> For clean Markdown of any page, append .md to the page URL.
> For a complete documentation index, see https://docs.nvidia.com/skills/llms.txt.
> For full documentation content, see https://docs.nvidia.com/skills/llms-full.txt.
> For AI client integration (Claude Code, Cursor, etc.), connect to the MCP server at https://docs.nvidia.com/skills/_mcp/server.

# Scan Agent Skills Before Installation

> Use SkillSpector to detect vulnerabilities, malicious patterns, and policy risks in AI agent skills.

Agent skills can look harmless while still containing risky instructions, hidden metadata, overbroad permissions, or executable code that does more than the description says. SkillSpector is a security scanner for AI agent skills that helps answer: should this skill be installed?

SkillSpector accepts Git repositories, URLs, zip files, directories, and single files.
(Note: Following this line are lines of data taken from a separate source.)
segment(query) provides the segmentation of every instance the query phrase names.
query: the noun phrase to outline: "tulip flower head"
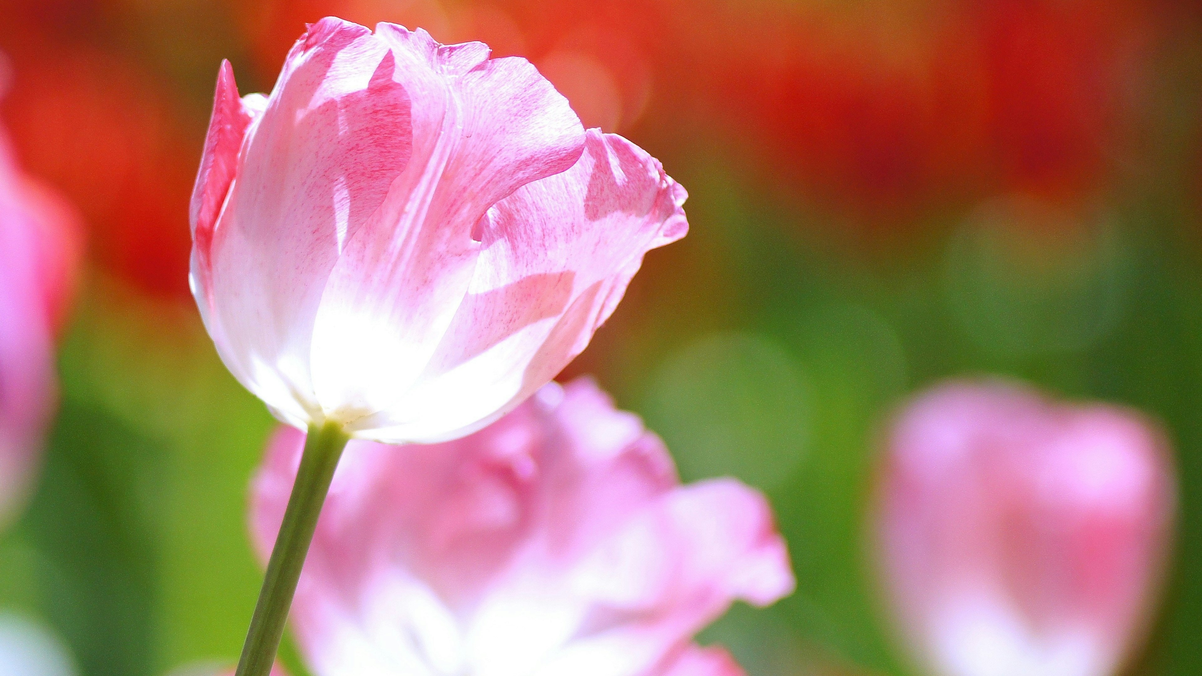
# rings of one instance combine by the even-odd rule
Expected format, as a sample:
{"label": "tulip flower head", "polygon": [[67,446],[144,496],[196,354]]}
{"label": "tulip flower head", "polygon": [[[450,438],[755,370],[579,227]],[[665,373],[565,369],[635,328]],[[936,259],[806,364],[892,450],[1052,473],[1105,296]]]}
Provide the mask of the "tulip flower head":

It runs fast static checks by default and can add optional LLM semantic analysis for issues that require intent comparison.

## What SkillSpector Checks

SkillSpector covers 64 vulnerability patterns across 16 categories, including:

* Prompt injection
* Data exfiltration
* Privilege escalation
* Supply-chain issues
* Excessive agency
* Output handling
* System prompt leakage
* Memory poisoning
* Tool misuse
* Rogue-agent behavior
* Trigger abuse
* Dangerous code patterns
* Taint tracking
* YARA signatures
* MCP least privilege
* MCP tool poisoning

It also supports live vulnerability lookup through OSV.dev for known vulnerable dependencies, with an offline fallback when network access is unavailable.

## Install

Create a virtual environment, install the package, and run the scanner from the repository:

```bash
git clone https://github.com/NVIDIA/SkillSpector.git
cd SkillSpector

uv venv .venv && source .venv/bin/activate
make install
```

If `uv` is unavailable, use Python's built-in virtual environment support:

```bash
python3 -m venv .venv
source .venv/bin/activate
make install
```

## Run a Scan

```bash
# Scan a local skill directory
skillspector scan ./my-skill/

# Scan a single SKILL.md file
skillspector scan ./SKILL.md

# Scan a Git repository
skillspector scan https://github.com/user/my-skill

# Scan a zip file
skillspector scan ./my-skill.zip
```

## Choose an Output Format

Use terminal output while iterating locally, JSON for automation, Markdown for review packets, and SARIF for CI or code scanning systems.

```bash
# Pretty terminal output
skillspector scan ./my-skill/

# Machine-readable JSON
skillspector scan ./my-skill/ --format json --output report.json

# Human-readable report
skillspector scan ./my-skill/ --format markdown --output report.md

# CI and IDE integration
skillspector scan ./my-skill/ --format sarif --output report.sarif
```

## Static vs Semantic Analysis

Static analysis is fast and deterministic. It can catch suspicious strings, dependency risk, dangerous APIs, and declared-permission mismatches.

Semantic analysis uses an LLM to compare what a skill claims with what its code appears to do. This is useful for description-behavior mismatch, vague triggers, and subtle policy issues.

Configure a provider when you want semantic checks:

```bash
export SKILLSPECTOR_PROVIDER=openai
export OPENAI_API_KEY=sk-...
skillspector scan ./my-skill/
```

For static-only review:

```bash
skillspector scan ./my-skill/ --no-llm
```

## Triage Policy

Use scan results as a release gate:

| Finding type                          | Recommended action                                                         |
| ------------------------------------- | -------------------------------------------------------------------------- |
| Critical or high severity             | Block release until fixed or formally accepted                             |
| Hidden instructions or tool poisoning | Remove hidden content before release                                       |
| Underdeclared capability              | Update permissions or remove the behavior                                  |
| Known vulnerable dependency           | Upgrade, pin a fixed version, or document why the dependency is acceptable |
| Description-behavior mismatch         | Rewrite the skill description or change the code                           |

The goal is not just a clean report. The goal is a skill whose declared purpose, permissions, code, and documented risks all agree.